Rich Lowry is not sitting by idly as the U.S. Senate majority leader impugns the political activity of two wealthy libertarian brothers from the Midwest. Lowry shares his assessment on the issue for Politico readers.

Senate Majority Leader Harry Reid has high standards for American-ness. That’s why it carried such weight when Reid described the Koch brothers in a speech on the Senate floor as “about as un-American as anyone that I can imagine.” Coming from a typical Democratic politician lacking Reid’s powers of patriotic discernment, this would have been shameful hyperbole. From Reid, it was a peerless act of taxonomy.

What immediately had him so exercised was anti-Obamacare ads funded by the Koch brothers, but surely other potentially un-American activities lurked in the back of his mind. David Koch gave $100 million to a theater in New York City so people can perform ballet and opera there. Has David Koch never thought to invest in cowboy poetry?

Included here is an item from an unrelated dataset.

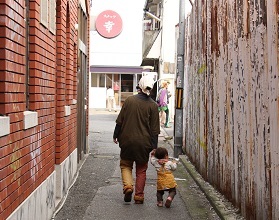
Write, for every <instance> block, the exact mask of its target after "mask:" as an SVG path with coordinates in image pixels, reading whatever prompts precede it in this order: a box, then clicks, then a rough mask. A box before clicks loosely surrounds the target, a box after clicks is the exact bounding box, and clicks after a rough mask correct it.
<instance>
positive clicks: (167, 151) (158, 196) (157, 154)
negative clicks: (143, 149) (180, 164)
mask: <svg viewBox="0 0 279 220" xmlns="http://www.w3.org/2000/svg"><path fill="white" fill-rule="evenodd" d="M150 162H151V164H152V165H153V166H154V167H155V168H156V171H157V206H158V207H162V206H163V195H164V192H165V191H168V193H169V194H168V197H167V200H166V202H165V206H166V207H167V208H170V206H171V203H172V200H173V198H174V196H175V195H176V186H177V184H176V182H175V179H174V176H173V173H172V171H174V170H176V167H177V164H176V161H175V160H170V159H169V156H168V150H167V149H166V148H163V147H158V148H157V149H156V151H155V152H154V151H153V152H152V153H151V157H150Z"/></svg>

No wonder Reid harbors the darkest suspicions about his true loyalties.

Actually, of course, Harry Reid long ago established his comfort making any half-witted partisan attack. In his cracked version of forensic accounting, he said in 2012 that Mitt Romney hadn’t paid taxes in 10 years — because he had heard it from some guy.

If you want to score a contest between the Koch brothers and Harry Reid over who has contributed more to America, it doesn’t seem close. The Koch brothers got wealthy creating productive industries that employ tens of thousands of people. Harry Reid got (obviously much less) wealthy as a career politician.

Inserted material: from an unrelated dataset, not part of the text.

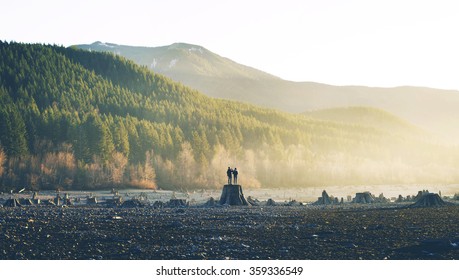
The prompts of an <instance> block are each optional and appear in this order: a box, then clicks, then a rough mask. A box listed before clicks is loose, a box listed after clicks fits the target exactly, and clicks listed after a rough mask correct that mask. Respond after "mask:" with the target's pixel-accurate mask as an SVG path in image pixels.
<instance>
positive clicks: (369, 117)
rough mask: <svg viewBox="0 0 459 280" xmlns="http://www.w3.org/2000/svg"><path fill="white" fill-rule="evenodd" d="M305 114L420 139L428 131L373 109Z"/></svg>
mask: <svg viewBox="0 0 459 280" xmlns="http://www.w3.org/2000/svg"><path fill="white" fill-rule="evenodd" d="M303 114H304V115H305V116H307V117H310V118H314V119H320V120H324V121H332V122H338V123H345V124H349V125H360V126H368V127H377V128H378V129H380V130H384V131H387V132H391V131H397V132H398V133H406V134H407V135H418V136H419V137H425V136H426V131H424V130H422V129H420V128H419V127H417V126H415V125H413V124H411V123H409V122H407V121H405V120H403V119H401V118H399V117H397V116H395V115H393V114H390V113H388V112H386V111H384V110H381V109H376V108H371V107H339V108H330V109H322V110H315V111H308V112H305V113H303Z"/></svg>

Any one of the Koch brothers’ many major philanthropic ventures — say, the $100 million to New York Presbyterian Hospital, or just the $35 million to the Smithsonian’s National Museum of Natural History — will do more good than Harry Reid’s constant maneuvers to try to protect his vulnerable incumbents.

Reid’s maligning of the Koch brothers is part of a deliberate, party-wide effort to attack the politically engaged libertarian duo. Groups that the Kochs have donated to or are affiliated with have spent some $30 million on the midterm elections so far, with more on the way. For Democrats, that is a mortal sin.